The problem is that this model works in exactly the same way as the ‘originate-to-distribute’ model that failed so spectacularly in the US mortgage market and beyond. The Smart Bank has only a weak incentive, especially in good times, to provide the Dumb Bank with high quality loans; the Dumb Bank has little incentive to perform the kind of expensive due diligence that would address this (theory here). The model also invites all of the problems associated with advisers working on commission that the FSA’s Retail Distribution Review was set up to address.
A government Dumb Bank could distort the UK SME loan market with its cheaper financing, like Fannie Mae and Freddie Mac did for the mortgage market in the US – although thankfully EU State Aid regulations should help rein it in.
But worst of all, the Dumb Banks, lacking access to a retail deposit base, would have to finance all SME loans almost entirely from the wholesale markets. A sudden tightening there, as in 2007, would bring the entire SME loan market crashing down in an instant.

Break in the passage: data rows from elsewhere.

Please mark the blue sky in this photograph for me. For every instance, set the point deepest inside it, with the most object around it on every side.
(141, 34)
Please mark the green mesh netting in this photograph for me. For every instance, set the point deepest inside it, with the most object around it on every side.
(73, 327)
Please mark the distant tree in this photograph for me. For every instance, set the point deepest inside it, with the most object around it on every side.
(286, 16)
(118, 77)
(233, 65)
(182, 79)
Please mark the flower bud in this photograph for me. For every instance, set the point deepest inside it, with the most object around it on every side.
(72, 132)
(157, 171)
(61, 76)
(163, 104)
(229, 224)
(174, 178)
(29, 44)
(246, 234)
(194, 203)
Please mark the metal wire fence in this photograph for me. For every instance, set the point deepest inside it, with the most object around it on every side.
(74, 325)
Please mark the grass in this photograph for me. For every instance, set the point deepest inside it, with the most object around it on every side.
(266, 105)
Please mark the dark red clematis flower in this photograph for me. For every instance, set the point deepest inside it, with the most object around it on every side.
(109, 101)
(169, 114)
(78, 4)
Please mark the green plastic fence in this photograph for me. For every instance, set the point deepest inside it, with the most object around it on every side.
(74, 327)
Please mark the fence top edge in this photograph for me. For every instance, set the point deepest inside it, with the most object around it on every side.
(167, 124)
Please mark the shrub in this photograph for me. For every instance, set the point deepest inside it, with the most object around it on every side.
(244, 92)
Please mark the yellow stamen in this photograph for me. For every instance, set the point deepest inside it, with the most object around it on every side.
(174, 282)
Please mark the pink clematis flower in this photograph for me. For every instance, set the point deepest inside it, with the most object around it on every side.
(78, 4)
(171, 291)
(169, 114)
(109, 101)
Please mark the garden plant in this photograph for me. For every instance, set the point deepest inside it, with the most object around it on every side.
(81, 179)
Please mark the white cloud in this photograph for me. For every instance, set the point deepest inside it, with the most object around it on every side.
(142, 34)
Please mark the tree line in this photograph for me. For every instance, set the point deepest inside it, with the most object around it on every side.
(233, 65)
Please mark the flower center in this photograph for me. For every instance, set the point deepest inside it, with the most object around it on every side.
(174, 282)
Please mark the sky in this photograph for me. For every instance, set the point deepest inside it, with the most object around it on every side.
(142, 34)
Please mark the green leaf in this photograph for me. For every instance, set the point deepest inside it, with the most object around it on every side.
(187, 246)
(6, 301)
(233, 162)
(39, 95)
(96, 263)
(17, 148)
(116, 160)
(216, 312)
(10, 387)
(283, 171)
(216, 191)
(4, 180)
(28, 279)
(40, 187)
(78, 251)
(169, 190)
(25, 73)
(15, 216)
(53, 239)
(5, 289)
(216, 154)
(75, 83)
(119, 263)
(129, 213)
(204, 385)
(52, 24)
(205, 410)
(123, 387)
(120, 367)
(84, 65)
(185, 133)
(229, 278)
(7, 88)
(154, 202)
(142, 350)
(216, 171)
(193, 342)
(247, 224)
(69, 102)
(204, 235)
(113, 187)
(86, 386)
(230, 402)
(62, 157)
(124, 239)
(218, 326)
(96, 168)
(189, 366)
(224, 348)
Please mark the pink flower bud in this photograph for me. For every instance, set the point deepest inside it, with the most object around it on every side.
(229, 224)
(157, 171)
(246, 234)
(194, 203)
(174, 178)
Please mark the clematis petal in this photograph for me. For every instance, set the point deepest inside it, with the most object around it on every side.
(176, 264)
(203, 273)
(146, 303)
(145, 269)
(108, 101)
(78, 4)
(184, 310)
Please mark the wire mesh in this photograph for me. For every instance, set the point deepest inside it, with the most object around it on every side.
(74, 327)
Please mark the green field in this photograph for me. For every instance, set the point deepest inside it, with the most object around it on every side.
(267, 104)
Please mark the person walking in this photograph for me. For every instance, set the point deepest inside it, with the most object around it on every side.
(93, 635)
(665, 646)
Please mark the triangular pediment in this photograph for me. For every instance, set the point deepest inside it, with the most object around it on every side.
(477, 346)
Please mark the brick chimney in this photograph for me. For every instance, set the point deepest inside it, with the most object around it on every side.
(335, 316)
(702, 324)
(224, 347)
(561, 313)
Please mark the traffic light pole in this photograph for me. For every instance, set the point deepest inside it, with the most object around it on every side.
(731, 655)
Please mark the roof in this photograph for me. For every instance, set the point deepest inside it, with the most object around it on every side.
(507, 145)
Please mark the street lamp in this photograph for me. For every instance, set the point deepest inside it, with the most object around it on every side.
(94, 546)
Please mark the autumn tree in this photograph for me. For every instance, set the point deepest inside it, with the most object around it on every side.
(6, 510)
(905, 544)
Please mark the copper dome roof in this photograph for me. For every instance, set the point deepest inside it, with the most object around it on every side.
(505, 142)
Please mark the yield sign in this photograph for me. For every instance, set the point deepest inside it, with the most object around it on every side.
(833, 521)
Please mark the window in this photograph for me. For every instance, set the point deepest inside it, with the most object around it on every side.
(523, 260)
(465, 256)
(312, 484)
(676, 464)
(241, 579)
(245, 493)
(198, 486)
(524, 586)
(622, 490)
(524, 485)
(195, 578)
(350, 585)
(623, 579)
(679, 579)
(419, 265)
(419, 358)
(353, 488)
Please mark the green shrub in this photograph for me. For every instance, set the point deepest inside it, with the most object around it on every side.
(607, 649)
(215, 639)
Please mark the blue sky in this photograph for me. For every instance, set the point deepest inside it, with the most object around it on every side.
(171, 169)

This last point brings us to the heart of the matter. When people ask for retail and investment banking to be kept separate, regulators need to be able to see beyond the simple phrasing and realise that this means keeping the retail and wholesale financial markets from influencing each other. To be fair, they almost certainly do, but are not prepared to deal with the reduction in credit supply this would lead to. That’s one thing. But in the case of SME loans, the ring-fence just might achieve the exact opposite of what was intended. Wouldn’t it be ironic if the regulations enacted in reaction to the financial crisis were to end up producing some of the exact same incentives that contributed to the crisis in the first place?